I don't buy the argument that holding onto a FD-backed object after the FD has been closed is somehow "safer" than holding onto a FILE*. They both produce undefined behavior, and given how FDs are recycled, it's very likely that this dangling object will end up writing to a random other open file -- that may be even worse than crashing. If we're not happy with that requirement then we can make GetFile() return a real python object, which will hold onto the lldb_private::File instance and handle these use-after-free cases in a reliable manner.

So, if I understand correctly. The problem here is the final call to fflush, which can end up referencing a closed FILE*. Can we just not call fflush then?

Hrm, maybe. I'll try it and see if anything breaks.

It shouldn't be really needed -- if everything goes through the same FILE* object, the C library will make sure the writes are available to anyone who tries to read through that object.
I don't buy the argument that holding onto a FD-backed object after the FD has been closed is somehow "safer" than holding onto a FILE*. They both produce undefined behavior,

But this is a fundamental difference between python and C++. In C++ there's only one level of UB. If you do something illegal, your program can crash, demons come out of your nose, whatever. In python, unless you're using something like ctypes, UB means your program misbehaves, but should never mean that the interpreter crashes. An interpreter crash in python is not the moral equivalent of a segfault in C++, it's the equivalent of a kernel panic. If unprivileged C++ code crashes the kernel, that's a bug in the kernel, whether UB was involved or not. If a non-ctypes python program crashes the interpreter, that's a bug in Python or some loadable module, no matter how incorrect the python program was.

The other aspect here is that it is reasonable to ask a python programmer not to use a closed file. I don't think it is ever safe to ask a python programmer to ensure that reference counts get decremented in a particular order.

just don't even flush

fix the test too

lawrence_danna edited the summary of this revision. (Show Details)Oct 29 2019, 6:17 PM

@labath looks like you were right, just not flushing seems to work fine.
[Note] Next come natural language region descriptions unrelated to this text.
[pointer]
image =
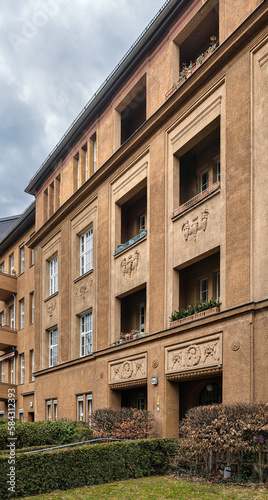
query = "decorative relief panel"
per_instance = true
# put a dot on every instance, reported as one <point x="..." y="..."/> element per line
<point x="130" y="264"/>
<point x="191" y="229"/>
<point x="128" y="369"/>
<point x="201" y="353"/>
<point x="83" y="288"/>
<point x="50" y="307"/>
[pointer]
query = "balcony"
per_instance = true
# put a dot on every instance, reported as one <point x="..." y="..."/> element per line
<point x="200" y="196"/>
<point x="8" y="286"/>
<point x="130" y="242"/>
<point x="8" y="337"/>
<point x="4" y="388"/>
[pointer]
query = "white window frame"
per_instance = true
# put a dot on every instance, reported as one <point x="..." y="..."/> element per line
<point x="53" y="275"/>
<point x="53" y="347"/>
<point x="48" y="410"/>
<point x="205" y="290"/>
<point x="55" y="409"/>
<point x="22" y="368"/>
<point x="204" y="186"/>
<point x="80" y="406"/>
<point x="86" y="251"/>
<point x="22" y="259"/>
<point x="142" y="317"/>
<point x="12" y="267"/>
<point x="218" y="287"/>
<point x="89" y="410"/>
<point x="32" y="307"/>
<point x="22" y="310"/>
<point x="12" y="318"/>
<point x="32" y="355"/>
<point x="86" y="328"/>
<point x="13" y="371"/>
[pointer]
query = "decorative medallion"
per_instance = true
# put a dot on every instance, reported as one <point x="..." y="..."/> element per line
<point x="236" y="345"/>
<point x="196" y="225"/>
<point x="82" y="289"/>
<point x="200" y="354"/>
<point x="51" y="307"/>
<point x="128" y="369"/>
<point x="155" y="363"/>
<point x="130" y="264"/>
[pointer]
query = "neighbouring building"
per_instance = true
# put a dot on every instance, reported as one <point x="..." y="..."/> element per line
<point x="154" y="199"/>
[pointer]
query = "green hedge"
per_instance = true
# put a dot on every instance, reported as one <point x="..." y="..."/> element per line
<point x="86" y="465"/>
<point x="45" y="434"/>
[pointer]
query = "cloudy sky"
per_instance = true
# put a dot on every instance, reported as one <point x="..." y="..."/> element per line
<point x="54" y="54"/>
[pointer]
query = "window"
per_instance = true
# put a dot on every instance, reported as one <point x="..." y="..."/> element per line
<point x="218" y="287"/>
<point x="53" y="276"/>
<point x="12" y="319"/>
<point x="80" y="404"/>
<point x="218" y="171"/>
<point x="89" y="410"/>
<point x="22" y="313"/>
<point x="48" y="410"/>
<point x="86" y="333"/>
<point x="12" y="371"/>
<point x="32" y="307"/>
<point x="204" y="181"/>
<point x="55" y="410"/>
<point x="142" y="318"/>
<point x="142" y="222"/>
<point x="32" y="364"/>
<point x="53" y="347"/>
<point x="12" y="270"/>
<point x="22" y="255"/>
<point x="86" y="251"/>
<point x="204" y="290"/>
<point x="22" y="368"/>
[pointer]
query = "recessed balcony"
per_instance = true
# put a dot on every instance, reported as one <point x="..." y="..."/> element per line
<point x="4" y="390"/>
<point x="8" y="286"/>
<point x="8" y="337"/>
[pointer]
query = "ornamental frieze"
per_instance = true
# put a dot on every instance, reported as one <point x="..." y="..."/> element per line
<point x="200" y="353"/>
<point x="128" y="369"/>
<point x="191" y="229"/>
<point x="130" y="264"/>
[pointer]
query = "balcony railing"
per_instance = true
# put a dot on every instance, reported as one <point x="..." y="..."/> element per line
<point x="130" y="242"/>
<point x="8" y="285"/>
<point x="200" y="196"/>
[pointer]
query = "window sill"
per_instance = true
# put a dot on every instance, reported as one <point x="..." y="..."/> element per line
<point x="130" y="243"/>
<point x="83" y="275"/>
<point x="196" y="200"/>
<point x="51" y="296"/>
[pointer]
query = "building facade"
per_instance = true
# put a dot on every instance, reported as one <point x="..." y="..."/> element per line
<point x="154" y="199"/>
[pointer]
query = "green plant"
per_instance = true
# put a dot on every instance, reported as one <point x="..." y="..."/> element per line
<point x="194" y="309"/>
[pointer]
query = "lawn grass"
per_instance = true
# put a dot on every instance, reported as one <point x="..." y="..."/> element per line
<point x="158" y="488"/>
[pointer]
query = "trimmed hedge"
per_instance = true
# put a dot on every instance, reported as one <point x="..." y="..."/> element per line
<point x="86" y="465"/>
<point x="30" y="434"/>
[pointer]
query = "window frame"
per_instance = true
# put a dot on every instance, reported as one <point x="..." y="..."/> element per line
<point x="53" y="275"/>
<point x="86" y="334"/>
<point x="86" y="254"/>
<point x="53" y="347"/>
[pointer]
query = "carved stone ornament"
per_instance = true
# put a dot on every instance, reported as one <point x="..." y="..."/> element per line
<point x="83" y="288"/>
<point x="236" y="345"/>
<point x="155" y="363"/>
<point x="196" y="225"/>
<point x="130" y="264"/>
<point x="51" y="307"/>
<point x="199" y="354"/>
<point x="128" y="369"/>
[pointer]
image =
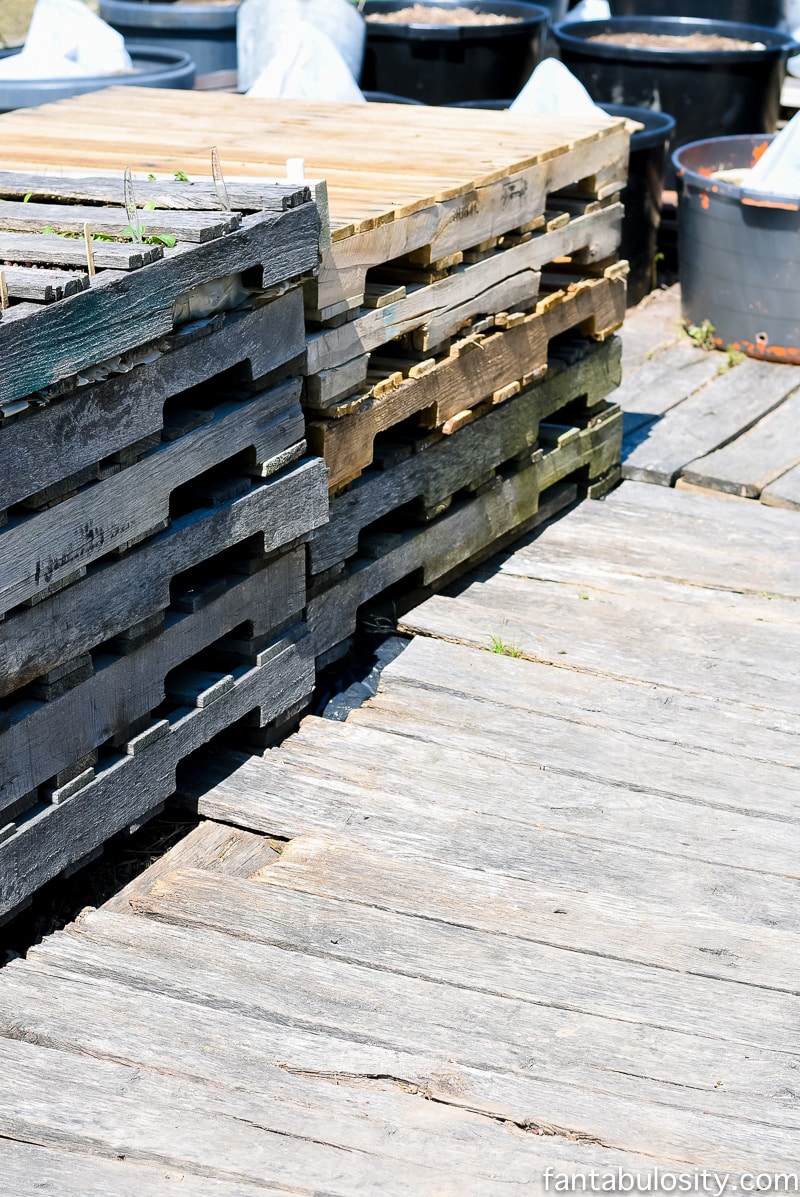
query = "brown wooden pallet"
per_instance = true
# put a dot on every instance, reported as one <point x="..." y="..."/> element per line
<point x="133" y="784"/>
<point x="507" y="280"/>
<point x="430" y="182"/>
<point x="54" y="545"/>
<point x="138" y="588"/>
<point x="489" y="366"/>
<point x="89" y="429"/>
<point x="420" y="474"/>
<point x="470" y="528"/>
<point x="121" y="310"/>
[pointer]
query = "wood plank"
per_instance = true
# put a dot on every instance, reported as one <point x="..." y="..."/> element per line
<point x="43" y="285"/>
<point x="167" y="193"/>
<point x="491" y="1053"/>
<point x="538" y="838"/>
<point x="42" y="548"/>
<point x="747" y="465"/>
<point x="785" y="491"/>
<point x="123" y="310"/>
<point x="628" y="929"/>
<point x="720" y="412"/>
<point x="46" y="840"/>
<point x="108" y="222"/>
<point x="685" y="638"/>
<point x="685" y="545"/>
<point x="48" y="249"/>
<point x="117" y="594"/>
<point x="30" y="1170"/>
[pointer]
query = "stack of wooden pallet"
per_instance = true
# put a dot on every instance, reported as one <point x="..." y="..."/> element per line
<point x="155" y="498"/>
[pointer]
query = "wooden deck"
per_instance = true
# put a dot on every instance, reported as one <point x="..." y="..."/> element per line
<point x="696" y="421"/>
<point x="528" y="909"/>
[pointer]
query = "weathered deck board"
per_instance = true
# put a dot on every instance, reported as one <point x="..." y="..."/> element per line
<point x="532" y="912"/>
<point x="702" y="419"/>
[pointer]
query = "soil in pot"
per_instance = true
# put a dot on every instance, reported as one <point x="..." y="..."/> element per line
<point x="686" y="43"/>
<point x="435" y="14"/>
<point x="447" y="60"/>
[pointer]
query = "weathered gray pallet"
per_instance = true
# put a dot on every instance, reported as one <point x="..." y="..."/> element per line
<point x="41" y="550"/>
<point x="123" y="310"/>
<point x="135" y="783"/>
<point x="255" y="195"/>
<point x="64" y="437"/>
<point x="44" y="740"/>
<point x="507" y="280"/>
<point x="438" y="471"/>
<point x="116" y="594"/>
<point x="467" y="529"/>
<point x="479" y="368"/>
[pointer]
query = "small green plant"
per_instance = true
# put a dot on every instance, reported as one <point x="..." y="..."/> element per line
<point x="702" y="335"/>
<point x="503" y="648"/>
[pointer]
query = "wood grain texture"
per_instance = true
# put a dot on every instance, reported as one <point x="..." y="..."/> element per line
<point x="44" y="547"/>
<point x="116" y="594"/>
<point x="64" y="437"/>
<point x="122" y="310"/>
<point x="440" y="469"/>
<point x="47" y="840"/>
<point x="44" y="740"/>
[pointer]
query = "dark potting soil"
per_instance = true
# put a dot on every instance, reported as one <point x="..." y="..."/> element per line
<point x="430" y="14"/>
<point x="688" y="42"/>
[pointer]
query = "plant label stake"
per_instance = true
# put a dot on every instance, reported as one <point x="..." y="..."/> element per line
<point x="131" y="206"/>
<point x="219" y="181"/>
<point x="90" y="251"/>
<point x="295" y="170"/>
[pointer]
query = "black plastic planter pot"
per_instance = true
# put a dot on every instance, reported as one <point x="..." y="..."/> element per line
<point x="206" y="32"/>
<point x="739" y="253"/>
<point x="641" y="196"/>
<point x="709" y="92"/>
<point x="442" y="64"/>
<point x="153" y="67"/>
<point x="746" y="12"/>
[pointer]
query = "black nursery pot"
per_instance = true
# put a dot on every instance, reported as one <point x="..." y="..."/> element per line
<point x="710" y="93"/>
<point x="443" y="64"/>
<point x="745" y="12"/>
<point x="206" y="32"/>
<point x="153" y="67"/>
<point x="739" y="251"/>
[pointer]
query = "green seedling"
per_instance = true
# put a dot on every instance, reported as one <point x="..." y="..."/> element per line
<point x="702" y="335"/>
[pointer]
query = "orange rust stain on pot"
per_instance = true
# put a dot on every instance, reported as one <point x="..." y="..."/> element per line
<point x="770" y="204"/>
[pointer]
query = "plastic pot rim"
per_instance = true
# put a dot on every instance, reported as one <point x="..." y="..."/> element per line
<point x="176" y="60"/>
<point x="533" y="17"/>
<point x="169" y="16"/>
<point x="776" y="43"/>
<point x="733" y="192"/>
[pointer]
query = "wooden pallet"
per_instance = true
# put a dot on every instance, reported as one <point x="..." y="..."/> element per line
<point x="423" y="474"/>
<point x="400" y="180"/>
<point x="48" y="743"/>
<point x="471" y="528"/>
<point x="46" y="442"/>
<point x="488" y="366"/>
<point x="115" y="597"/>
<point x="54" y="545"/>
<point x="132" y="785"/>
<point x="61" y="320"/>
<point x="505" y="280"/>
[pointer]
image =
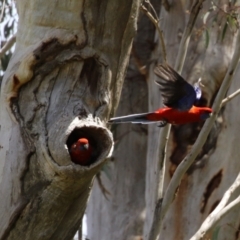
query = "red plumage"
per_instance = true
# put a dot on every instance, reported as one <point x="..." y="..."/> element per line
<point x="81" y="152"/>
<point x="167" y="115"/>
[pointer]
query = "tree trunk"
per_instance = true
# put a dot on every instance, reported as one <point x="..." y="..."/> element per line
<point x="208" y="56"/>
<point x="62" y="83"/>
<point x="210" y="176"/>
<point x="122" y="216"/>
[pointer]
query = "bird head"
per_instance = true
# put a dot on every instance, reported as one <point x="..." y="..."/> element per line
<point x="197" y="88"/>
<point x="82" y="144"/>
<point x="205" y="113"/>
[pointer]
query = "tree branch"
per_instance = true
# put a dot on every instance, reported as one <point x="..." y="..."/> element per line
<point x="156" y="24"/>
<point x="220" y="211"/>
<point x="165" y="133"/>
<point x="230" y="97"/>
<point x="188" y="160"/>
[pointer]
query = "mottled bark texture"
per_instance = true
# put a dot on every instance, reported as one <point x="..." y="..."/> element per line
<point x="216" y="166"/>
<point x="63" y="82"/>
<point x="122" y="216"/>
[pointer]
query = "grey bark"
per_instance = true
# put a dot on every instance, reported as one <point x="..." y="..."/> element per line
<point x="63" y="82"/>
<point x="122" y="216"/>
<point x="216" y="166"/>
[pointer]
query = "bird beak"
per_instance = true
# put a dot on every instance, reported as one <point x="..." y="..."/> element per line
<point x="200" y="82"/>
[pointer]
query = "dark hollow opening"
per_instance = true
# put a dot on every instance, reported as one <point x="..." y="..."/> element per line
<point x="97" y="138"/>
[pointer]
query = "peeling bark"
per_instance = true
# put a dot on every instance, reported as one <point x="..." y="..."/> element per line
<point x="63" y="82"/>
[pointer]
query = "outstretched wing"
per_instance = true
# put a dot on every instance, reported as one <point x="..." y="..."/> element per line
<point x="176" y="92"/>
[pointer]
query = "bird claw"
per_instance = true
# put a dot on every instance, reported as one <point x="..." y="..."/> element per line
<point x="200" y="82"/>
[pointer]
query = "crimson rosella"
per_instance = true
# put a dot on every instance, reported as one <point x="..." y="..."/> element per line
<point x="178" y="97"/>
<point x="81" y="152"/>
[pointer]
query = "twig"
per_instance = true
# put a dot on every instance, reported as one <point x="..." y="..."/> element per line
<point x="220" y="211"/>
<point x="230" y="97"/>
<point x="197" y="6"/>
<point x="188" y="160"/>
<point x="105" y="192"/>
<point x="159" y="212"/>
<point x="2" y="11"/>
<point x="7" y="45"/>
<point x="156" y="24"/>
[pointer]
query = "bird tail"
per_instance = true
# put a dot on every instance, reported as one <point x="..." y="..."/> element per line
<point x="134" y="118"/>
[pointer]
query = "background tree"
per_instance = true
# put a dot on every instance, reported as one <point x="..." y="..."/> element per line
<point x="216" y="167"/>
<point x="62" y="83"/>
<point x="43" y="106"/>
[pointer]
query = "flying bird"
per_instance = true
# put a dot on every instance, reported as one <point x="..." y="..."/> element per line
<point x="176" y="92"/>
<point x="167" y="115"/>
<point x="81" y="152"/>
<point x="179" y="98"/>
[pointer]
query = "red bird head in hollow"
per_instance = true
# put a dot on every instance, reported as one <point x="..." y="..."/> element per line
<point x="81" y="152"/>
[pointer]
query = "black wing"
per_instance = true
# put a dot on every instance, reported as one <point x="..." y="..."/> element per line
<point x="176" y="92"/>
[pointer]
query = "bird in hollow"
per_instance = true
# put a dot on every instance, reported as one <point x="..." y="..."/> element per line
<point x="81" y="152"/>
<point x="179" y="98"/>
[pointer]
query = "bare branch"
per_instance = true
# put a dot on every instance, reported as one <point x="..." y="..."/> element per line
<point x="158" y="213"/>
<point x="230" y="97"/>
<point x="2" y="10"/>
<point x="7" y="45"/>
<point x="166" y="5"/>
<point x="197" y="6"/>
<point x="156" y="24"/>
<point x="220" y="211"/>
<point x="188" y="160"/>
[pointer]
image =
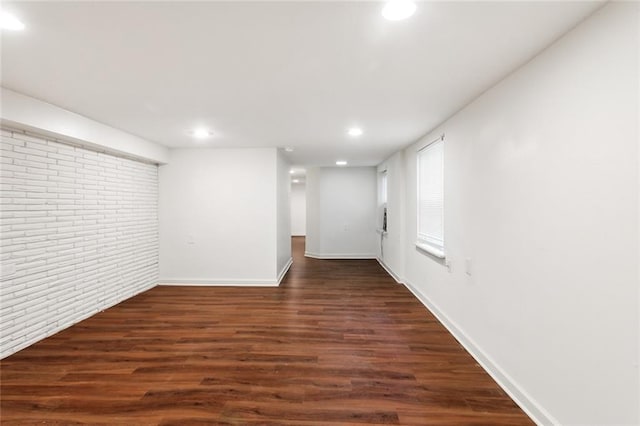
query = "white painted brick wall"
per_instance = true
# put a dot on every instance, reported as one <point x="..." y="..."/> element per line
<point x="80" y="228"/>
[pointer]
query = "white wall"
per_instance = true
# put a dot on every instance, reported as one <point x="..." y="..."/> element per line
<point x="341" y="212"/>
<point x="218" y="212"/>
<point x="283" y="215"/>
<point x="298" y="209"/>
<point x="541" y="193"/>
<point x="26" y="113"/>
<point x="79" y="234"/>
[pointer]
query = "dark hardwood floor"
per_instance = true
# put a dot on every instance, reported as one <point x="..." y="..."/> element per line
<point x="339" y="342"/>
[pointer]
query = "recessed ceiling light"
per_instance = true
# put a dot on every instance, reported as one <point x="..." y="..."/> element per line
<point x="10" y="22"/>
<point x="201" y="133"/>
<point x="397" y="10"/>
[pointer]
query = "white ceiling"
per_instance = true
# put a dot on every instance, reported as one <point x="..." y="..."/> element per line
<point x="295" y="74"/>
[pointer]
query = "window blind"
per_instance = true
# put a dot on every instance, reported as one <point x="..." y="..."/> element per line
<point x="431" y="198"/>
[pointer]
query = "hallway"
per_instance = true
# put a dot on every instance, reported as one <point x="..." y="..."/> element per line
<point x="339" y="342"/>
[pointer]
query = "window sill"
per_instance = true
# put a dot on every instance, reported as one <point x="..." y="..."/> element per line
<point x="439" y="253"/>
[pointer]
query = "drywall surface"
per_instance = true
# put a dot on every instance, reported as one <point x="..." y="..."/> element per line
<point x="218" y="217"/>
<point x="298" y="210"/>
<point x="27" y="113"/>
<point x="283" y="215"/>
<point x="79" y="234"/>
<point x="541" y="226"/>
<point x="341" y="212"/>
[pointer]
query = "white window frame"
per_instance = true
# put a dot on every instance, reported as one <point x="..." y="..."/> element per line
<point x="431" y="244"/>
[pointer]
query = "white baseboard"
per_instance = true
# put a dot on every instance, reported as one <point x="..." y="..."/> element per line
<point x="529" y="405"/>
<point x="389" y="271"/>
<point x="230" y="282"/>
<point x="284" y="270"/>
<point x="340" y="255"/>
<point x="220" y="282"/>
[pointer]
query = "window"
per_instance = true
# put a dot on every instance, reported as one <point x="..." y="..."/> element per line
<point x="383" y="187"/>
<point x="431" y="198"/>
<point x="382" y="216"/>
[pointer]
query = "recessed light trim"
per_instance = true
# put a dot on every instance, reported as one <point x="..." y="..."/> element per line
<point x="9" y="22"/>
<point x="397" y="10"/>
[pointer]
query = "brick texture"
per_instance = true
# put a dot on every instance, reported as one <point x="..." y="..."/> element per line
<point x="78" y="234"/>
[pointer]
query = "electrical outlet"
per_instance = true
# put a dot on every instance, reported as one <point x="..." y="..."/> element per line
<point x="449" y="265"/>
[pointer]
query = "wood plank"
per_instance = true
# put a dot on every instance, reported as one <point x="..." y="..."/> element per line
<point x="339" y="342"/>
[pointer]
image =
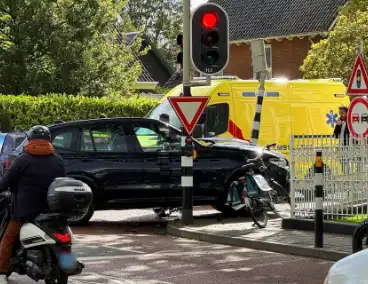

labath accepted this revision.Oct 30 2019, 3:58 AM

It shouldn't be really needed -- if everything goes through the same FILE* object, the C library will make sure the writes are available to anyone who tries to read through that object.
I don't buy the argument that holding onto a FD-backed object after the FD has been closed is somehow "safer" than holding onto a FILE*. They both produce undefined behavior,

But this is a fundamental difference between python and C++. In C++ there's only one level of UB. If you do something illegal, your program can crash, demons come out of your nose, whatever. In python, unless you're using something like ctypes, UB means your program misbehaves, but should never mean that the interpreter crashes. An interpreter crash in python is not the moral equivalent of a segfault in C++, it's the equivalent of a kernel panic. If unprivileged C++ code crashes the kernel, that's a bug in the kernel, whether UB was involved or not. If a non-ctypes python program crashes the interpreter, that's a bug in Python or some loadable module, no matter how incorrect the python program was.

Yes, I get that. What I was trying to say that using a fd-based python file after it has been closed introduces exactly the same level of UB as for a FILE*-based one. I mean, for all you know, the fd might be recycled to point to /dev/sda, and writing to it can make your whole system unbootable.

The difference was that in the FILE* case the mere act of closing constituted a "use", while for a fd file we just happily did nothing. Not fflushing makes this aspect of the two implementations equal. It is true that this introduces some potential difference in behavior as a FILE* involves userspace buffers, whereas for an fd everything would go to the kernel straight away (at least on posix systems). However, cloning a bunch of FILE*s would introduce other kinds of inconsistencies, so I think this is a better tradeoff.

This revision is now accepted and ready to land.Oct 30 2019, 3:58 AM
This revision was automatically updated to reflect the committed changes.